# Windows Vista RC3 ISO Image on to CD's?



## DvDaf (Sep 27, 2006)

Hey, I was wondering if anyone could troubleshoot or resolve my problem. I would appreciate it very much  

I'm currently a massive fan of the forthcoming 'Microsoft Windows Vista'. I've been a Beta Tester from Stage 1. 
Recently as most of you know, the RC1 Version has been released. I've currently have it installed on Both of my Laptops, and my Main Server. All of the systems have DVD-RW's and are able to boot the DVD Disk and install Windows Vista RC1 Successfully.

The other day for testing purposes, I build myself another system from old Parts. AMD-Athlon (1.1GHz), 512MB of Kingston PC133 Ram, 40GB Hard Drive at 7500RPM, CD-RW and onboard 64MB Graphics.

I'm very keen to test Vista on this System to test the performance and how it would cope and handle Vista, the only trouble is it requires a DVD-ROM drive to boot the disk. I really don't won’t to go to the trouble to remove another optical drive from another System, just to install Windows Vista on to the other.

I was considering if it's possible to break-up the .ISO image of Vista and put it on CD-R's instead of a DVD, and if it would be bootable.
If anyone knows a method and what software to use, I would be over the moon (literally). 

Thanks Again,
Daf


----------



## Nightrain (Sep 27, 2006)

Hey...I dont know if it is bootable, but i got a program called MSplit. Dont have a link off hand but its an old program, been around for years as far as i was told. I used it because i had a large file like yours on one computer but didnt have a dvd drive so i couldnt burn it to transfer it. and i wasnt about to go out and buy a transfer cable just to transfer one file. so i was told that this program worked to split apart any file into just about any size you could want. I broke it up, but the pieces on a flash drive and put them on the other computer one by one...put the program on the other computer and from there put all the pieces back together seemlessly. I do not know if it makes bootable cd's but it definitely would be something to check out...worked great otherwise


----------



## loque (Sep 27, 2006)

I've never seen something that would let you split a large ISO onto CD-Rs and then let you boot it and install Windows.  Windows would expect to find all its files on the same disc, which they obviously wouldn't be if they were spanned over several CD-Rs.

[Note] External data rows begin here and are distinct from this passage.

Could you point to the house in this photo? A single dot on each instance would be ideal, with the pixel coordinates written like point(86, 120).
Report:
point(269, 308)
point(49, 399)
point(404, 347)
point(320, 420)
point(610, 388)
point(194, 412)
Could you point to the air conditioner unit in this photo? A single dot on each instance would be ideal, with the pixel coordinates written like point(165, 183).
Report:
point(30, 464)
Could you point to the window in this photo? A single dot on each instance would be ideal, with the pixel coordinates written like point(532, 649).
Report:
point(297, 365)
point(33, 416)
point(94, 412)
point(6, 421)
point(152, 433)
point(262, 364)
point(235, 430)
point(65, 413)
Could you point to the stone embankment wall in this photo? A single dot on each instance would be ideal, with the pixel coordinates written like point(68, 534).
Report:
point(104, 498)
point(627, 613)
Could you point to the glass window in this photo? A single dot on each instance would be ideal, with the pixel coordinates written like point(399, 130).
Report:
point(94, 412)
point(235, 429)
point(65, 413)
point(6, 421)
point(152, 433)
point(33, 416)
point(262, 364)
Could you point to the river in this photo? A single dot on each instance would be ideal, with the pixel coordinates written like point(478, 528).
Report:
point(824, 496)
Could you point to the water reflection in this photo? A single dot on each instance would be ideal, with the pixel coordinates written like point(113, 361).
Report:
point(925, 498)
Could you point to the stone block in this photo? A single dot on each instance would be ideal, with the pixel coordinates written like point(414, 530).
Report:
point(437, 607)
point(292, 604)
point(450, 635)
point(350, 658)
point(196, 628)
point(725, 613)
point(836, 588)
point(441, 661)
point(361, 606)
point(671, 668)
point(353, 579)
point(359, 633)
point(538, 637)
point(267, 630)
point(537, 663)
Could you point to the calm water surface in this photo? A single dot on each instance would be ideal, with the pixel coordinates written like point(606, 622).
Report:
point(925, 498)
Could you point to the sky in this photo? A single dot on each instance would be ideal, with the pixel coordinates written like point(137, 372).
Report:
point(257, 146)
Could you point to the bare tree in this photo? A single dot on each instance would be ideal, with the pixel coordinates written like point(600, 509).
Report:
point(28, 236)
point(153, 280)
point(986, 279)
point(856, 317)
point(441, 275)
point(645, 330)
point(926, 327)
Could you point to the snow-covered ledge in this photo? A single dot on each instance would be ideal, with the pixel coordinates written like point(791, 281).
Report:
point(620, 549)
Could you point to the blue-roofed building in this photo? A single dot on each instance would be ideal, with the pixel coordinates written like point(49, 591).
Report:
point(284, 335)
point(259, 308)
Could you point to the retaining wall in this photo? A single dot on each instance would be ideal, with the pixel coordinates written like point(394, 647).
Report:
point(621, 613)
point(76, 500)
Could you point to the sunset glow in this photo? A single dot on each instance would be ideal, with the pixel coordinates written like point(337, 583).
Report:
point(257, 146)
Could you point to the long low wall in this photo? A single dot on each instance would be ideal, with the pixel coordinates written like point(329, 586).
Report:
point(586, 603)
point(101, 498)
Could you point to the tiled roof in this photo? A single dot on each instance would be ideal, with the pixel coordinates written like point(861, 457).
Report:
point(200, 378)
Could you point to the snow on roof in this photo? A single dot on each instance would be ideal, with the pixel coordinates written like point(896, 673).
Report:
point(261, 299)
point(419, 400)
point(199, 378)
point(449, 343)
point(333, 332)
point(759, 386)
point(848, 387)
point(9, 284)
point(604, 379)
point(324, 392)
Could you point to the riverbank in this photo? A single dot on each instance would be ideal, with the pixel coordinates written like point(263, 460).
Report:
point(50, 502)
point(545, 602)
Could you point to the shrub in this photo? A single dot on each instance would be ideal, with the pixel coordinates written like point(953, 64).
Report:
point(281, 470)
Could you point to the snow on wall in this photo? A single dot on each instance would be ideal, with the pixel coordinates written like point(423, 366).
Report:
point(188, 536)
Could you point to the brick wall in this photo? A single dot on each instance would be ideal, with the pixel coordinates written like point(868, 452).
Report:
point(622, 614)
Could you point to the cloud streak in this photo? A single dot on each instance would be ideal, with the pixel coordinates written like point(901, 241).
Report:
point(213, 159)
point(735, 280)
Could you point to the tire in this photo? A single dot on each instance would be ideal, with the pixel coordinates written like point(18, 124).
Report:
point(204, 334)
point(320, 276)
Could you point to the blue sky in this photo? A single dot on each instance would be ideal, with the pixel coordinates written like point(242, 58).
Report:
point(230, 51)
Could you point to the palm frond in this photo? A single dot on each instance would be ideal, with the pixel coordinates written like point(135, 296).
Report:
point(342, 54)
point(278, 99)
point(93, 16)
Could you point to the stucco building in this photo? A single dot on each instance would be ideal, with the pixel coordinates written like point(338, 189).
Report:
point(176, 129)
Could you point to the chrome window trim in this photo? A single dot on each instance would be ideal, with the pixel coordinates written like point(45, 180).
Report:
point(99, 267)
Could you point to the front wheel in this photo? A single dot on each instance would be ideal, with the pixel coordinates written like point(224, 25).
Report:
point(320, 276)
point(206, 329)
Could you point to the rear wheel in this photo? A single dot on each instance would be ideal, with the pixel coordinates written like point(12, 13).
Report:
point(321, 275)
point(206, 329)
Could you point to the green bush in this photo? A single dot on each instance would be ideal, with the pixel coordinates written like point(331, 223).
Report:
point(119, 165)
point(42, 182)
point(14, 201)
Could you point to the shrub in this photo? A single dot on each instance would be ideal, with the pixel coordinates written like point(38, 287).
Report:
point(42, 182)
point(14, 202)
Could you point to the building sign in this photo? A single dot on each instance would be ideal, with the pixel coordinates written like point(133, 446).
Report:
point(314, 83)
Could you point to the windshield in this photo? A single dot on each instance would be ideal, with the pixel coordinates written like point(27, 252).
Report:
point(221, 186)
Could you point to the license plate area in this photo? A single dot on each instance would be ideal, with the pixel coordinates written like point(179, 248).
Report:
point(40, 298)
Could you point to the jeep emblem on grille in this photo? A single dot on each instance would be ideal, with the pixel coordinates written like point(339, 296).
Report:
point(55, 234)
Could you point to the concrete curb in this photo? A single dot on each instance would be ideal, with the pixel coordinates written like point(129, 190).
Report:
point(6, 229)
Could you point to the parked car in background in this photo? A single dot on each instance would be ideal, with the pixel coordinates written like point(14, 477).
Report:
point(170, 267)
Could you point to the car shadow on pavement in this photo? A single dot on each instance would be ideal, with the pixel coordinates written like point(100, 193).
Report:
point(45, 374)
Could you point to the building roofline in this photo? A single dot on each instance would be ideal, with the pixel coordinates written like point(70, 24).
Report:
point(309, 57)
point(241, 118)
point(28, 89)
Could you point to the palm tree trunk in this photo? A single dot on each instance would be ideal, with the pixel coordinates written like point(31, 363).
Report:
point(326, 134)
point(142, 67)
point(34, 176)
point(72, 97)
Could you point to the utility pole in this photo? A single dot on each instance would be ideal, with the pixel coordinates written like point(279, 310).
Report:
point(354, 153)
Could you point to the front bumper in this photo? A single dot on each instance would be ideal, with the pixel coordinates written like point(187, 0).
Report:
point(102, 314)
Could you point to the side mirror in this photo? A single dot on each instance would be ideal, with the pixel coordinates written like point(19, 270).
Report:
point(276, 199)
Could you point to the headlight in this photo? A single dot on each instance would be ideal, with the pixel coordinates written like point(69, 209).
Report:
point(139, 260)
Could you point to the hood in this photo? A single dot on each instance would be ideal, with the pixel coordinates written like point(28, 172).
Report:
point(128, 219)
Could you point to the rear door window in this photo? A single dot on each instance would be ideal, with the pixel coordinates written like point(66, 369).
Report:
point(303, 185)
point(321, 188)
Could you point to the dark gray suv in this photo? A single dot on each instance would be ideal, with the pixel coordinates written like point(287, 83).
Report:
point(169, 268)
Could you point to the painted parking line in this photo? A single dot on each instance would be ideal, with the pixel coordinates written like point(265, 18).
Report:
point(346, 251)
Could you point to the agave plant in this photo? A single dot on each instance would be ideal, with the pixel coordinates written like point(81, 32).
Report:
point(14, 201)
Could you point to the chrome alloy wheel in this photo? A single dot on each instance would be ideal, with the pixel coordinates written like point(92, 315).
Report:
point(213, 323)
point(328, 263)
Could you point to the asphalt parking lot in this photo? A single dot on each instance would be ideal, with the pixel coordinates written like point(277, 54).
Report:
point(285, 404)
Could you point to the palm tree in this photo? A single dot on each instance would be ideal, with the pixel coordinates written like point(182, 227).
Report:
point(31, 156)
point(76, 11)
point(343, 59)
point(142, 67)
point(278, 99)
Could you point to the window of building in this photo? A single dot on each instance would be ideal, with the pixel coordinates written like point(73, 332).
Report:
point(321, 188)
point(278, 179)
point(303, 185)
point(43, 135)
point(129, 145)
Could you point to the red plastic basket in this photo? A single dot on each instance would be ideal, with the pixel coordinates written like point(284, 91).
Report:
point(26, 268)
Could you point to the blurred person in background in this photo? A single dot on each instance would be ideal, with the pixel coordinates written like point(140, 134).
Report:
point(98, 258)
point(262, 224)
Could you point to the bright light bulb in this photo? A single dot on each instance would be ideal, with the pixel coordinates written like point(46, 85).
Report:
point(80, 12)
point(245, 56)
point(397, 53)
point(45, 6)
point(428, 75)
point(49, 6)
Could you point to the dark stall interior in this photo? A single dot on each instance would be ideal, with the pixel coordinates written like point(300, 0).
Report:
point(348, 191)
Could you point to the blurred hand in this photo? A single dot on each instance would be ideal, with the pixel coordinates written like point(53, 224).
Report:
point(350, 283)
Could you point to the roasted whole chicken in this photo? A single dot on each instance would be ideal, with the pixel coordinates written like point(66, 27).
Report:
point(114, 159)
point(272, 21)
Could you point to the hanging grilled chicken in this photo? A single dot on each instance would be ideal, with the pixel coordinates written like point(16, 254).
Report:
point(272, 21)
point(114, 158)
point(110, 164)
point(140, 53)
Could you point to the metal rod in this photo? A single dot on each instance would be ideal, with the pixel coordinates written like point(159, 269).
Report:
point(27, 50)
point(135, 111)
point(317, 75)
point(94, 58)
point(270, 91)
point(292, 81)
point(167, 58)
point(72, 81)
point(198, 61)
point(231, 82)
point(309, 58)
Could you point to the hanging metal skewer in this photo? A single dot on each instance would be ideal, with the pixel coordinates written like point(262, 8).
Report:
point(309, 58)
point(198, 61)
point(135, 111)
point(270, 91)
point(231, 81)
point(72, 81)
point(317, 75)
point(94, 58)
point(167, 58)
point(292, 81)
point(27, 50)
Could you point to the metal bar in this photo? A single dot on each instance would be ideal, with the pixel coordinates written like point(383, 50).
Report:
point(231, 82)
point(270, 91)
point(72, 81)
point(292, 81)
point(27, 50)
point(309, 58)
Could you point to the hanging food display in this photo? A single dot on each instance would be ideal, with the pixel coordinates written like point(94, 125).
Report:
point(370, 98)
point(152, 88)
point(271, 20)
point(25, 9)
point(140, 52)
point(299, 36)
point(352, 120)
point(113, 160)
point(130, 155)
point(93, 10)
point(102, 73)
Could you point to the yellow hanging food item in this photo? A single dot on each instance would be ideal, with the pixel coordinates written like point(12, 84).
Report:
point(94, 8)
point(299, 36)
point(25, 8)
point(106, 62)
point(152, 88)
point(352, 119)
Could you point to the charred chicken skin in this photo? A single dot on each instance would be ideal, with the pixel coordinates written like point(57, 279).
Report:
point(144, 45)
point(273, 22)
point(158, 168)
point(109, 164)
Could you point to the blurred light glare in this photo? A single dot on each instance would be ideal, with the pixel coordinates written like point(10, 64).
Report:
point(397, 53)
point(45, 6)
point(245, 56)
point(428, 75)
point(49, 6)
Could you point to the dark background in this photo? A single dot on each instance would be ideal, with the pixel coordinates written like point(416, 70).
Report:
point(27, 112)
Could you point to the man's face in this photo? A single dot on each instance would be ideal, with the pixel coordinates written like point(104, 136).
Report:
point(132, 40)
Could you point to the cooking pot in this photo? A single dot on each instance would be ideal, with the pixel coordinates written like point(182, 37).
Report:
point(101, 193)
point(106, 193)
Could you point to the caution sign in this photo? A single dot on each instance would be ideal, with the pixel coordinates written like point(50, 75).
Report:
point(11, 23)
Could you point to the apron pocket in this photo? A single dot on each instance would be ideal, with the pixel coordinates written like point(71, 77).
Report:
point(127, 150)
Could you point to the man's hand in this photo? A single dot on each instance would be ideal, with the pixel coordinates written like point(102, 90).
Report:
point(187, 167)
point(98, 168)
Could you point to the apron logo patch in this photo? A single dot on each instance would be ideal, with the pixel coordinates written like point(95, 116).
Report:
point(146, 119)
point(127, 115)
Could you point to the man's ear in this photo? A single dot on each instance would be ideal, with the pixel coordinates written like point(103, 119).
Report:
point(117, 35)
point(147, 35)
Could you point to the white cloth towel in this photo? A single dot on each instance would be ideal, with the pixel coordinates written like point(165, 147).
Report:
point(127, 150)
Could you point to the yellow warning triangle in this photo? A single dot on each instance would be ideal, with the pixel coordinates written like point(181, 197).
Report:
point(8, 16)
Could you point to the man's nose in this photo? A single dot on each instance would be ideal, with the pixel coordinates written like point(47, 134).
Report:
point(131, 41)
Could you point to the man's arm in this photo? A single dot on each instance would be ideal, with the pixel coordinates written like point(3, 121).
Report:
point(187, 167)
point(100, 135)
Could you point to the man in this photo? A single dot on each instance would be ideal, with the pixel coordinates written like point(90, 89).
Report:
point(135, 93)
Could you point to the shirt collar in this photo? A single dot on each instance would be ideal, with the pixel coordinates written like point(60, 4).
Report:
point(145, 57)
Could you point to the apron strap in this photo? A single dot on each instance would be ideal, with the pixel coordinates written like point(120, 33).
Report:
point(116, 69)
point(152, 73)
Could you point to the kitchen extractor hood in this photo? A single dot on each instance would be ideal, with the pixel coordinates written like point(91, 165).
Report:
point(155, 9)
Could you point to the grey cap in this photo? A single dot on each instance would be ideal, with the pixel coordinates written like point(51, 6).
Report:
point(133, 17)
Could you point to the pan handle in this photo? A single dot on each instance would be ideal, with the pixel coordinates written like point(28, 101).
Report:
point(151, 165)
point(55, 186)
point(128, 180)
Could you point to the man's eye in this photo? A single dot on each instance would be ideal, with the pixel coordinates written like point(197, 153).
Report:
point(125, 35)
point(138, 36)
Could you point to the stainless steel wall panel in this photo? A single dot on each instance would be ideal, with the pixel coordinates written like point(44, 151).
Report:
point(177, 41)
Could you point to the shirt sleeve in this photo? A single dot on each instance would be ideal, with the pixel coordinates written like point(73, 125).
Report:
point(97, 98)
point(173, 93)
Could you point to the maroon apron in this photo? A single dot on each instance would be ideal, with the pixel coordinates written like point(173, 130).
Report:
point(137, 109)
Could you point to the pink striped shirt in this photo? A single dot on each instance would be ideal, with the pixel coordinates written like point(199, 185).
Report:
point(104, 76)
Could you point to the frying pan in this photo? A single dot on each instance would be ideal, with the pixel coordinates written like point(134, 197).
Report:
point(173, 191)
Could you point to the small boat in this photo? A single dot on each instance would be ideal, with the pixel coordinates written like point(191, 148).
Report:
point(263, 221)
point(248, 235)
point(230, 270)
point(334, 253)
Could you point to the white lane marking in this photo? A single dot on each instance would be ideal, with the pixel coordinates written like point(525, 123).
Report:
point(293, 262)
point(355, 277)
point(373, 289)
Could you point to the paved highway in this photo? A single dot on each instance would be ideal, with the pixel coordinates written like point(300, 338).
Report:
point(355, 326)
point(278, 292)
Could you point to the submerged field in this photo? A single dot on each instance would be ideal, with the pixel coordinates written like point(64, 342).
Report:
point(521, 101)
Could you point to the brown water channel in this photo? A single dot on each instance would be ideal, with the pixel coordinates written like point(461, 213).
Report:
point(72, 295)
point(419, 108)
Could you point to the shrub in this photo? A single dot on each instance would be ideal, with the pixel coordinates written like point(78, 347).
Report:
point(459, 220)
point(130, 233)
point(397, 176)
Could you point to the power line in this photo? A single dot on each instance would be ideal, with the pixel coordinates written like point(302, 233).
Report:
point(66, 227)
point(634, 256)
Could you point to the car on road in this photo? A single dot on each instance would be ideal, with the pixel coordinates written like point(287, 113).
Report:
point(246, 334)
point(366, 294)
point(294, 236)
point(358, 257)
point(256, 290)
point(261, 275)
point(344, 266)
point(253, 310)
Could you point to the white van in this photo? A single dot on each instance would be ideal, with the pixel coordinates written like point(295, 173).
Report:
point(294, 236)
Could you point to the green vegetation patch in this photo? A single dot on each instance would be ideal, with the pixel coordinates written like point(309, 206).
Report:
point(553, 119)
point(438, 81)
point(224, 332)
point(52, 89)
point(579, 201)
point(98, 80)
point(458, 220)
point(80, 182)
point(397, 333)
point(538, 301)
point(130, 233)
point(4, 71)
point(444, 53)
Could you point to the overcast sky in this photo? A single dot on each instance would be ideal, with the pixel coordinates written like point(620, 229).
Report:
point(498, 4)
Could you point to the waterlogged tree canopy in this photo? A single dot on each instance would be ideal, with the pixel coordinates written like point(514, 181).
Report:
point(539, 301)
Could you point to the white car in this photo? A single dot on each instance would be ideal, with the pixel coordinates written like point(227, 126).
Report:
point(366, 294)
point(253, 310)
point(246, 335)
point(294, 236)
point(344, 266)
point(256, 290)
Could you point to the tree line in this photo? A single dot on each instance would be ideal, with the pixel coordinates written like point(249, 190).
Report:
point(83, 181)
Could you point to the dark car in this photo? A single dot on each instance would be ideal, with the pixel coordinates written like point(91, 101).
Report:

It would probably be less hassle to just take out a DVD-ROM from the other systems in my opinion.

And running Vista as your primary OS on a server? You're a better man than I am.


----------



## Dr Studly (Sep 27, 2006)

i have a question also... and it is a very simalare question as his so its not like i'm hijacking his thread... wouold it be possible to do what he wants to do with microsoft office 2007 beta?


----------



## DvDaf (Sep 27, 2006)

Thanks Guys for your suggestions, I shall 'try' that MSplit. Although I have a feeling it won't boot. 

To be honest, i'm just beeing a lazy sod trying to cut corners. I'll just get a screwdriver and remove the DVD-ROM drive, and then replace it in the other system.  

I'm currently running the Microsoft Windows Server 2003 Enterprize as a Primary, with the Vista RC1 as a Secondary on a slave hard drive. Thanks for reminding me though, I have to make a back-up asap encase something happens. You never know with Vista  

Ciao
Daf


----------



## Norman (Oct 14, 2006)

There is one really easy way to do what you want to, but you will have to have an installed copy of windows on the system you put together.

Install Daemon Tools (a freeware virtual CD/DVD drive) and mount the Vista ISO image from within windows. After it is mounted, the install/check compatibility dialogue box should pop up.

You can also try to run setup.exe from a DVD drive that is shared over your network, just make sure that you cancel the setup on the computer that owns the drive first.


----------